Beth and Cody are on the island, completing the network’s tests as they film their “Temptation Island”-like show … but nothing really awful has happened yet. They’re bumping along as happily as they have been. Nothing’s really settled, but nothing’s bothering them too much. Neither one has strayed — nor will they, even if Cody does develop some serious doubts about Beth’s faithfulness.

It may be time to up the ante here. (At least that’s what my romantic-suspense writing friend suggested.
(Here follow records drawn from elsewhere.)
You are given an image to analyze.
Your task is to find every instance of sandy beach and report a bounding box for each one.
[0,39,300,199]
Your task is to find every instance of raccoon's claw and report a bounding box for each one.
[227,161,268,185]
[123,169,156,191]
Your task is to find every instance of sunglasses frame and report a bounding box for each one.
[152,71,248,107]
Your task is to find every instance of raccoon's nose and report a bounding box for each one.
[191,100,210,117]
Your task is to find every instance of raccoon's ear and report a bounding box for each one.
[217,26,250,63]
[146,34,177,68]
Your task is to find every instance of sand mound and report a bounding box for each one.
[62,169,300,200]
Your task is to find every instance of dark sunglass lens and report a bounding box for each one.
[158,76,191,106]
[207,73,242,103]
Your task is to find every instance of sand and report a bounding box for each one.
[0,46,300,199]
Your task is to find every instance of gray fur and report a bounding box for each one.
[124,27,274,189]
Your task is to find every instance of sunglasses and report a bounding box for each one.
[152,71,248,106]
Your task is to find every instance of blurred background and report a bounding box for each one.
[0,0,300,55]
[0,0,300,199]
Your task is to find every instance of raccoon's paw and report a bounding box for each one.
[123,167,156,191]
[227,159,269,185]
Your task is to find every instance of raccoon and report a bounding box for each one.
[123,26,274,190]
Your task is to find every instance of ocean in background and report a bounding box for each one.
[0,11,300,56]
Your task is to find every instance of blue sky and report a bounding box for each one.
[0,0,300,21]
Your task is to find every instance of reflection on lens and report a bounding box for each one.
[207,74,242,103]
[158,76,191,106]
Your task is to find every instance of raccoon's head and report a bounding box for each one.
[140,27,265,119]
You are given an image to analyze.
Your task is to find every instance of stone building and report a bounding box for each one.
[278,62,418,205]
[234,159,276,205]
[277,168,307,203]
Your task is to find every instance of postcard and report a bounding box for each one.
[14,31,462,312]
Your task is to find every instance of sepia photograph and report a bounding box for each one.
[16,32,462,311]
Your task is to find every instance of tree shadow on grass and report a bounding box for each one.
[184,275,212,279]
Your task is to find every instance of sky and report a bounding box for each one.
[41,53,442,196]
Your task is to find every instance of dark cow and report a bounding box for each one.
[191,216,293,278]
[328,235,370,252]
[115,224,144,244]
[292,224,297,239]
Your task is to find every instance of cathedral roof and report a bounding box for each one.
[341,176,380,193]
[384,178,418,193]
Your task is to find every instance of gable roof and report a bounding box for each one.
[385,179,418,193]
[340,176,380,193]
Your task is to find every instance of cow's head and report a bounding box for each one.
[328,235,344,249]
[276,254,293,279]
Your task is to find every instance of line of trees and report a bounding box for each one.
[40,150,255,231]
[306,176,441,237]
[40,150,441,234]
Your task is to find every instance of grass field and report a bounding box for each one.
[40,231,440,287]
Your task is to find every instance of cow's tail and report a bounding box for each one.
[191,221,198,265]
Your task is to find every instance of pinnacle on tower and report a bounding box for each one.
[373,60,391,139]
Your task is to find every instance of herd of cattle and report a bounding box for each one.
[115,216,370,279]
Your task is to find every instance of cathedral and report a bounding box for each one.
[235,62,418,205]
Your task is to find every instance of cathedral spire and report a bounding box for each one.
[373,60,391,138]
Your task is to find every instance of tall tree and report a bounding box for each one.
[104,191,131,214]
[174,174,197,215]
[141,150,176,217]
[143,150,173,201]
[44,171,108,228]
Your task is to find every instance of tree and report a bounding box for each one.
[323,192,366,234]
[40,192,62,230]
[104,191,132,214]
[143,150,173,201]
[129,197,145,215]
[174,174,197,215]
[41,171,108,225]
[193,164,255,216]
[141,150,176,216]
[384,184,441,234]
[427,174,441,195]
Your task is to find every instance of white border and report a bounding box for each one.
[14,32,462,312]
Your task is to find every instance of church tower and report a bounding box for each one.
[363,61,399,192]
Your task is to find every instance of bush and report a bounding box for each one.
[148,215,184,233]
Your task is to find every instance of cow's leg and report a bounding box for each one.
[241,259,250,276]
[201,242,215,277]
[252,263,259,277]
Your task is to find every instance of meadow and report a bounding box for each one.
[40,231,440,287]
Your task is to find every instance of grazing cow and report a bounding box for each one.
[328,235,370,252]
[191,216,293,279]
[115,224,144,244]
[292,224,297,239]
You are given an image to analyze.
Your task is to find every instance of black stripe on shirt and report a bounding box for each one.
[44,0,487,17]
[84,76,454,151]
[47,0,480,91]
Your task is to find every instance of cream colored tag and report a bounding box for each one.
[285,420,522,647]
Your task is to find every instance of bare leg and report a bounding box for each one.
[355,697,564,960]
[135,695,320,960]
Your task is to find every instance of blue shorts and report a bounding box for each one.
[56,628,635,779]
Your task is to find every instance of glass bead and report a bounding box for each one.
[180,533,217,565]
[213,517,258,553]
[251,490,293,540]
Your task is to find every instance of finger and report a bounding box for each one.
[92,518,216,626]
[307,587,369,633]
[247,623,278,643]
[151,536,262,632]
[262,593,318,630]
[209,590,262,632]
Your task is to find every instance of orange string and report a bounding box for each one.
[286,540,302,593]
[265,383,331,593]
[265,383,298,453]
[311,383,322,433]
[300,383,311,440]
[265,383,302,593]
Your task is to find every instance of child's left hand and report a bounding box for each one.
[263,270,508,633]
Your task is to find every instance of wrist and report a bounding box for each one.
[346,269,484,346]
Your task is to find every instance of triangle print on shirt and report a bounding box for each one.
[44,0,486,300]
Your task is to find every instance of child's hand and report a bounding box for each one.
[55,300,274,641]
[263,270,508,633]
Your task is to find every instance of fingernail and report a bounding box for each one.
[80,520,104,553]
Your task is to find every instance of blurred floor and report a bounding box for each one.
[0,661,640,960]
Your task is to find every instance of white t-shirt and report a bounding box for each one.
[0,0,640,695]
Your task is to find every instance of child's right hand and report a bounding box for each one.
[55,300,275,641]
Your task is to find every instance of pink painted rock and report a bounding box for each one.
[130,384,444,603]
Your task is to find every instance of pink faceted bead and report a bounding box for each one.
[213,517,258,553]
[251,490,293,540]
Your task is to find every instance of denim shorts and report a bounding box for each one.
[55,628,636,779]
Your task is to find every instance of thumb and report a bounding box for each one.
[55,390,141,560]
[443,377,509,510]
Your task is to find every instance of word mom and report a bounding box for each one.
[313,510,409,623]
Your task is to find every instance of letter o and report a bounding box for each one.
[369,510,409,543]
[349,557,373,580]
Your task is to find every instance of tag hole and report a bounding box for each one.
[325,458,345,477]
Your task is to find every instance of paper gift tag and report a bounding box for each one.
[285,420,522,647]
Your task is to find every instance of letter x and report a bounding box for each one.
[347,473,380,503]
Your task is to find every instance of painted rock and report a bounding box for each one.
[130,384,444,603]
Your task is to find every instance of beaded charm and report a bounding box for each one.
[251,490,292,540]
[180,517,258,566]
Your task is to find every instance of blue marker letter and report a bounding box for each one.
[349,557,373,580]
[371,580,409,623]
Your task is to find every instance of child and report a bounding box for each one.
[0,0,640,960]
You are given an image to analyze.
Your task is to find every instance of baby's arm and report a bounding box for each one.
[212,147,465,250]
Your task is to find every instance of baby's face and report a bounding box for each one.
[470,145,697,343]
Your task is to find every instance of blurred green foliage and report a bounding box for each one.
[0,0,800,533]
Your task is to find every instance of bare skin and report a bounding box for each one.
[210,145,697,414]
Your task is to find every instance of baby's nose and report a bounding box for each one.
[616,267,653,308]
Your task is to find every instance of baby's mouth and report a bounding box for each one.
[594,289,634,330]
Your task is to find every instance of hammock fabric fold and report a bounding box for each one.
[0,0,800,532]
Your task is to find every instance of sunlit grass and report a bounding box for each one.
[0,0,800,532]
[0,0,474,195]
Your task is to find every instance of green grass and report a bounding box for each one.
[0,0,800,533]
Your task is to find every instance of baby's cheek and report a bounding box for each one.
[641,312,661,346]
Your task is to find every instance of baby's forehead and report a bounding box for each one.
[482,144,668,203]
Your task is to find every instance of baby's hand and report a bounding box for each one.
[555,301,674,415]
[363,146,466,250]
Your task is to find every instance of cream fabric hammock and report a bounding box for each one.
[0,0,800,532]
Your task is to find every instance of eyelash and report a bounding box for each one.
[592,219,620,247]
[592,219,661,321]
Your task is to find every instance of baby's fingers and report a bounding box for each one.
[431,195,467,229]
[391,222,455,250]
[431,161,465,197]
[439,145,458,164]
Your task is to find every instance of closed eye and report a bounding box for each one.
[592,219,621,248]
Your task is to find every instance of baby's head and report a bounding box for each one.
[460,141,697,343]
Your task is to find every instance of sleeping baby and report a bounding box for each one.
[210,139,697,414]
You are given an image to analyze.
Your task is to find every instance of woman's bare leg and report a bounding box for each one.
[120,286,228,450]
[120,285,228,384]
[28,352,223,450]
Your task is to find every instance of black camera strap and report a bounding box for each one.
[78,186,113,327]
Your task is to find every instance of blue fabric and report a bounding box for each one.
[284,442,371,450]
She said there’s a saying among suspense writers that when you’re stuck it’s time to boost the body count.)

I don’t have anyone to kill off … but I guess I could boot one of the couples off the island. (Any couple who fails three tests gets sent home.) I’d prefer it to be the contestants no one likes very much, but I suppose it would make for a better read if it’s someone I like. Bumping off the creep is too easy, right?

Alas, I think that means Jack and Jill must exit. They’re young and enthusiastic  — friendly, likable characters who want to win the prize money so they can pay for their own wedding, thus putting a stop to parental interference. Cody has recruited Jack as a running partner.

I just hate to see Jack and Jill go down in flames — but better them than Beth and Cody. 😉

Besides, their exit might make both Beth and Cody wonder : If Jack and Jill, young and seemingly madly in love, can’t avoid succumbing to temptation, perhaps no one can.

Now what?

Uh-oh. I think I’m suffering from a case of the “post-novel depression” my friend Mallory writes about.

That’s right. I went to my local Starbucks this morning when the Boyfriend headed off to tennis. I was all psyched to get back to writing. After taking a week off post-NaNo, I needed to write again.

Or so I thought.

I sat at the Bux for about two hours and managed to write … all of 200 words.

Aargh.

I could blame it on the fact that I stopped work on Beth & Cody’s story in the middle of a scene. I had a hard time picking it back up, having absolutely no idea where I’d originally intended it to go. (And I’m not sure I much like the new direction.)

Oh well. That’s 200 words I didn’t have this morning … and tomorrow is another day. Maybe I’ll eke out another 200 words (especially if I finish this scene and move on).